Pausing email updates during crypto crash could land Coinbase in hot water
US-based crypto exchange Coinbase is under fire for apparently pausing its email price notifications just when currencies across the board began hemorrhaging value earlier this year.
According to experts quoted in an article by Mother Jones, the decision “likely contributed to losses for retail crypto investors who may otherwise have sold their holdings ahead of further devaluation.”
There are even suggestions that the move by Coinbase could contravene federal or state consumer protection laws.
“It’s potentially illegal,” said Matthew Bruckner an associate professor at Howard University (via Mother Jones). Bruckner says that Coinbase’s behavior could land it in hot water regarding Unfair and Deceptive Practice (UDAP) laws.

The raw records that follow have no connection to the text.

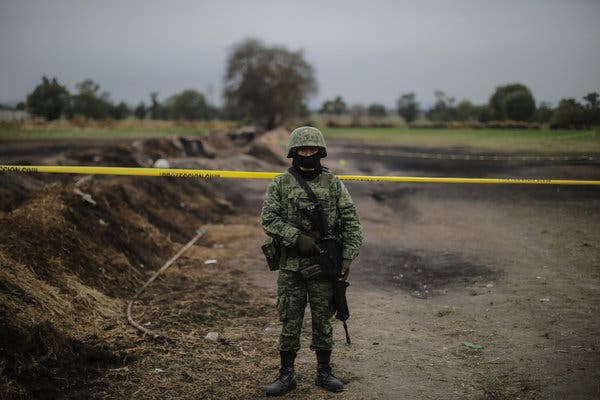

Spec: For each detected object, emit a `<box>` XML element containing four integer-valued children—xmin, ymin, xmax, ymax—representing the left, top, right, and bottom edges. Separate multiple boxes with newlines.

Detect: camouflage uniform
<box><xmin>261</xmin><ymin>128</ymin><xmax>362</xmax><ymax>352</ymax></box>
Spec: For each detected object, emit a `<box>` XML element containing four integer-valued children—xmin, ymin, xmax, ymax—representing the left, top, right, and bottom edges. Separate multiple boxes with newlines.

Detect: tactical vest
<box><xmin>279</xmin><ymin>169</ymin><xmax>341</xmax><ymax>271</ymax></box>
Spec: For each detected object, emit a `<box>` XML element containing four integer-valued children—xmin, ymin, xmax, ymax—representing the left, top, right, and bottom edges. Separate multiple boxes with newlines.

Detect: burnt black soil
<box><xmin>353</xmin><ymin>246</ymin><xmax>502</xmax><ymax>298</ymax></box>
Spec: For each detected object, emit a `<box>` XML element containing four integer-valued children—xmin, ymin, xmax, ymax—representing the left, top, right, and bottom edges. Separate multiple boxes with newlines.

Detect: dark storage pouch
<box><xmin>260</xmin><ymin>236</ymin><xmax>281</xmax><ymax>271</ymax></box>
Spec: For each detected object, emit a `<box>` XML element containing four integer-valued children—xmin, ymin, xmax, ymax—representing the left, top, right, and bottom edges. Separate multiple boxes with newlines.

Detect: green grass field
<box><xmin>0</xmin><ymin>121</ymin><xmax>600</xmax><ymax>154</ymax></box>
<box><xmin>0</xmin><ymin>121</ymin><xmax>237</xmax><ymax>141</ymax></box>
<box><xmin>323</xmin><ymin>128</ymin><xmax>600</xmax><ymax>153</ymax></box>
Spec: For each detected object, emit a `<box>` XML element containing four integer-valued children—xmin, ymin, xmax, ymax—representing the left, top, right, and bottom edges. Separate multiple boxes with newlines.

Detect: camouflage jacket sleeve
<box><xmin>338</xmin><ymin>180</ymin><xmax>362</xmax><ymax>260</ymax></box>
<box><xmin>261</xmin><ymin>175</ymin><xmax>300</xmax><ymax>246</ymax></box>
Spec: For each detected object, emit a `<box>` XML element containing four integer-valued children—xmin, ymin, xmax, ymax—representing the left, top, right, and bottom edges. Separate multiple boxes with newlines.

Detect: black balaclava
<box><xmin>292</xmin><ymin>151</ymin><xmax>322</xmax><ymax>181</ymax></box>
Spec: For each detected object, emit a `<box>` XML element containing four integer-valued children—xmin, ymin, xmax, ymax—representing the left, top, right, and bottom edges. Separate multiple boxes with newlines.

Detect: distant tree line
<box><xmin>23</xmin><ymin>76</ymin><xmax>220</xmax><ymax>121</ymax></box>
<box><xmin>14</xmin><ymin>38</ymin><xmax>600</xmax><ymax>129</ymax></box>
<box><xmin>319</xmin><ymin>83</ymin><xmax>600</xmax><ymax>129</ymax></box>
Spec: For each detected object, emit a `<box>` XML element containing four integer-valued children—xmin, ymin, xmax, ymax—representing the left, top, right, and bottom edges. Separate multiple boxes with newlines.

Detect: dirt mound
<box><xmin>0</xmin><ymin>134</ymin><xmax>276</xmax><ymax>399</ymax></box>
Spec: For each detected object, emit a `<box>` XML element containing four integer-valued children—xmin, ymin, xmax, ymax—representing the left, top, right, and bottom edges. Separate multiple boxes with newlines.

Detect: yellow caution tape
<box><xmin>0</xmin><ymin>165</ymin><xmax>600</xmax><ymax>185</ymax></box>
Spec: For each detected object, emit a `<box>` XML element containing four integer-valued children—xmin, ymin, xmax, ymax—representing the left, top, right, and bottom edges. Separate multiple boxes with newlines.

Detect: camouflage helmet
<box><xmin>287</xmin><ymin>126</ymin><xmax>327</xmax><ymax>158</ymax></box>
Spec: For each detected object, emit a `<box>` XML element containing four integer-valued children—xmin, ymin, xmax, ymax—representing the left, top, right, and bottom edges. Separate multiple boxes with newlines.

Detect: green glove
<box><xmin>340</xmin><ymin>258</ymin><xmax>352</xmax><ymax>281</ymax></box>
<box><xmin>296</xmin><ymin>234</ymin><xmax>319</xmax><ymax>257</ymax></box>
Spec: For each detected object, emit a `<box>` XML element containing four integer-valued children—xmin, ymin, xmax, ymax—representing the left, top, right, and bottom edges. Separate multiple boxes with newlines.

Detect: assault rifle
<box><xmin>288</xmin><ymin>167</ymin><xmax>350</xmax><ymax>344</ymax></box>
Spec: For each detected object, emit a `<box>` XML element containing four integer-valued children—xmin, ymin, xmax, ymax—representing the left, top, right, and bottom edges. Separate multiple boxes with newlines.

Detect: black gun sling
<box><xmin>288</xmin><ymin>167</ymin><xmax>350</xmax><ymax>344</ymax></box>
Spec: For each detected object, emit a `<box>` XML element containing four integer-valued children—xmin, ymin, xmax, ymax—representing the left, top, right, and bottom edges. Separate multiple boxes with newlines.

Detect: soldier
<box><xmin>261</xmin><ymin>126</ymin><xmax>362</xmax><ymax>396</ymax></box>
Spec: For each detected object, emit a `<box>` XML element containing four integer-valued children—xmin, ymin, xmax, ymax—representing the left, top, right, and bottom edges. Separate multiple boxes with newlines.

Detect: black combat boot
<box><xmin>267</xmin><ymin>351</ymin><xmax>296</xmax><ymax>396</ymax></box>
<box><xmin>315</xmin><ymin>350</ymin><xmax>344</xmax><ymax>392</ymax></box>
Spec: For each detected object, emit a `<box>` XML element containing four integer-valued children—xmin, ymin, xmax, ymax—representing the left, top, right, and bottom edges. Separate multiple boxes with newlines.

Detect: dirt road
<box><xmin>1</xmin><ymin>135</ymin><xmax>600</xmax><ymax>399</ymax></box>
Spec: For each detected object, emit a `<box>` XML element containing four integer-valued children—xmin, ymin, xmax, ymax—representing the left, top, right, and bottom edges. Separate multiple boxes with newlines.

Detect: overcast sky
<box><xmin>0</xmin><ymin>0</ymin><xmax>600</xmax><ymax>107</ymax></box>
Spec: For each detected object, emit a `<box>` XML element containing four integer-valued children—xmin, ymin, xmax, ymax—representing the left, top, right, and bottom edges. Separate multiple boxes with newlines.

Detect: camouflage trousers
<box><xmin>277</xmin><ymin>270</ymin><xmax>333</xmax><ymax>352</ymax></box>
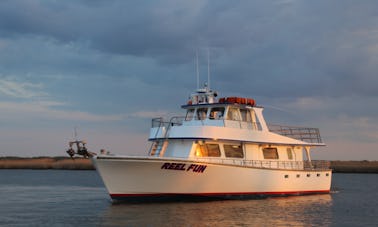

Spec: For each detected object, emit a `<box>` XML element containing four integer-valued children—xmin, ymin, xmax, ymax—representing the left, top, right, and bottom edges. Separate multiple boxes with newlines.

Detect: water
<box><xmin>0</xmin><ymin>170</ymin><xmax>378</xmax><ymax>226</ymax></box>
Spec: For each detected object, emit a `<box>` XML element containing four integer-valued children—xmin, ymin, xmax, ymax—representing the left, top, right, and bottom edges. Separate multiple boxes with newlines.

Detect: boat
<box><xmin>92</xmin><ymin>86</ymin><xmax>332</xmax><ymax>202</ymax></box>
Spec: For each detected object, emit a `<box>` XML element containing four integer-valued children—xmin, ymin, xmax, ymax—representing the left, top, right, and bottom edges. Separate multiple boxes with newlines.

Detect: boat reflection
<box><xmin>101</xmin><ymin>194</ymin><xmax>332</xmax><ymax>226</ymax></box>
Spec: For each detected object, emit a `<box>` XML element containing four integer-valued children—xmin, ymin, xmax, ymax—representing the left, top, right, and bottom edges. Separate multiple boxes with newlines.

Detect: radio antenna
<box><xmin>207</xmin><ymin>48</ymin><xmax>210</xmax><ymax>90</ymax></box>
<box><xmin>196</xmin><ymin>50</ymin><xmax>199</xmax><ymax>89</ymax></box>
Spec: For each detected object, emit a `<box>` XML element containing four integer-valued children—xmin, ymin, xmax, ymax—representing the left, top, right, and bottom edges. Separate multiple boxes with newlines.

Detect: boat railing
<box><xmin>152</xmin><ymin>117</ymin><xmax>185</xmax><ymax>128</ymax></box>
<box><xmin>152</xmin><ymin>116</ymin><xmax>323</xmax><ymax>144</ymax></box>
<box><xmin>268</xmin><ymin>124</ymin><xmax>323</xmax><ymax>143</ymax></box>
<box><xmin>190</xmin><ymin>157</ymin><xmax>330</xmax><ymax>170</ymax></box>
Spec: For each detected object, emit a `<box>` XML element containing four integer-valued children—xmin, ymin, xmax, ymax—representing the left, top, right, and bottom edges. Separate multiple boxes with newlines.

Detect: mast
<box><xmin>196</xmin><ymin>50</ymin><xmax>199</xmax><ymax>90</ymax></box>
<box><xmin>207</xmin><ymin>48</ymin><xmax>210</xmax><ymax>91</ymax></box>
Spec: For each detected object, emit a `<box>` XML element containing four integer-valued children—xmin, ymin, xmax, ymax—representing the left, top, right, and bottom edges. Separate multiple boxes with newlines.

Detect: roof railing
<box><xmin>268</xmin><ymin>124</ymin><xmax>323</xmax><ymax>143</ymax></box>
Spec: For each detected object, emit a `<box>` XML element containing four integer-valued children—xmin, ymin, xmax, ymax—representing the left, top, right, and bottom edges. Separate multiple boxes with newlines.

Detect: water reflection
<box><xmin>101</xmin><ymin>194</ymin><xmax>332</xmax><ymax>226</ymax></box>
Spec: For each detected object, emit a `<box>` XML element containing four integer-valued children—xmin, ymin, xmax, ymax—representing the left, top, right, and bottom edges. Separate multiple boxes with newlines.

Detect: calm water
<box><xmin>0</xmin><ymin>170</ymin><xmax>378</xmax><ymax>226</ymax></box>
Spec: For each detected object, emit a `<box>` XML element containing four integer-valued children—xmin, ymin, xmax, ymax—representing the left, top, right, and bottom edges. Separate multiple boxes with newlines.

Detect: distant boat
<box><xmin>92</xmin><ymin>86</ymin><xmax>332</xmax><ymax>202</ymax></box>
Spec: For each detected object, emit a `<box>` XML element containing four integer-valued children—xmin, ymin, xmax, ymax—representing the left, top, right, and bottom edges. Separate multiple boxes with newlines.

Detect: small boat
<box><xmin>92</xmin><ymin>86</ymin><xmax>332</xmax><ymax>202</ymax></box>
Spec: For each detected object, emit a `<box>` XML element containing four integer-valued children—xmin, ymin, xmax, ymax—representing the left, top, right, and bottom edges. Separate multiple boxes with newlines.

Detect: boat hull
<box><xmin>92</xmin><ymin>156</ymin><xmax>332</xmax><ymax>202</ymax></box>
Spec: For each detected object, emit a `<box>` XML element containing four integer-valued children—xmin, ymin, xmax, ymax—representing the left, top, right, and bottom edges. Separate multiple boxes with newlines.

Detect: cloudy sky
<box><xmin>0</xmin><ymin>0</ymin><xmax>378</xmax><ymax>160</ymax></box>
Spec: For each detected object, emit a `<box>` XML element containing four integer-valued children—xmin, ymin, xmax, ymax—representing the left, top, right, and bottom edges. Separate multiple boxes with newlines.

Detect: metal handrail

“It could be unfair to do this, to sort of induce people to rely on the email alerts,” said Bruckner, adding that if Coinbase failed to notify users and its actions “caused substantial injury,” it could be a problem.
Bruckner also believes that users may have grounds to sue the San-Francisco headquartered firm, particularly if it led them to believe the emails would continue and, as such, they stopped checking crypto prices elsewhere.
Read more: Coinbase likens poor performance to cyclical nature of crypto
Coinbase says that while it did test email notifications earlier this year, this was only on an unspecified subset of users.
“We began testing email notifications for some users in January, and have since rolled out email notifications for all interested users,” a spokesperson said.
The company said it paused the test in February, months before markets started to plummet, and it appears that alerts were back up and running for all users in June.
However, a user contacted by Mother Jones says he didn’t receive any notification that the emails were being paused, nor did Coinbase make users aware via its blog.
Some traders may have liquidated before the crash if only they’d received email updates
Some experts also warn that Coinbase could find itself the subject of legal action from users who may have sold up earlier than they did if only Coinbase had alerted them to impending price drops.
Benjamin Edwards, associate professor of law at the University of Las Vegas, told Mother Jones:
“It would not surprise me to see arguments that Coinbase’s failure to notify customers that it would arbitrarily pause providing price alerts during a market decline constitutes a material omission.”
“Some of those customers might have closed their positions earlier if Coinbase had alerted them,” (our emphasis).
He also suggested that if a traditional brokerage firm had done this, the Financial Industry Regulatory Authority (FINRA) would likely have stepped in.
Read more: Lawsuit claims Coinbase left basic security holes to sell fixes at a premium
In response to criticism around its email notifications, Coinbase told Mother Jones via email that, “All Coinbase customers have the option to be notified about certain changes to asset prices on their watchlist through push and in-app notifications.”
She also pointed out that even in the absence of email notifications, users would still receive in-app push notifications if they opted in.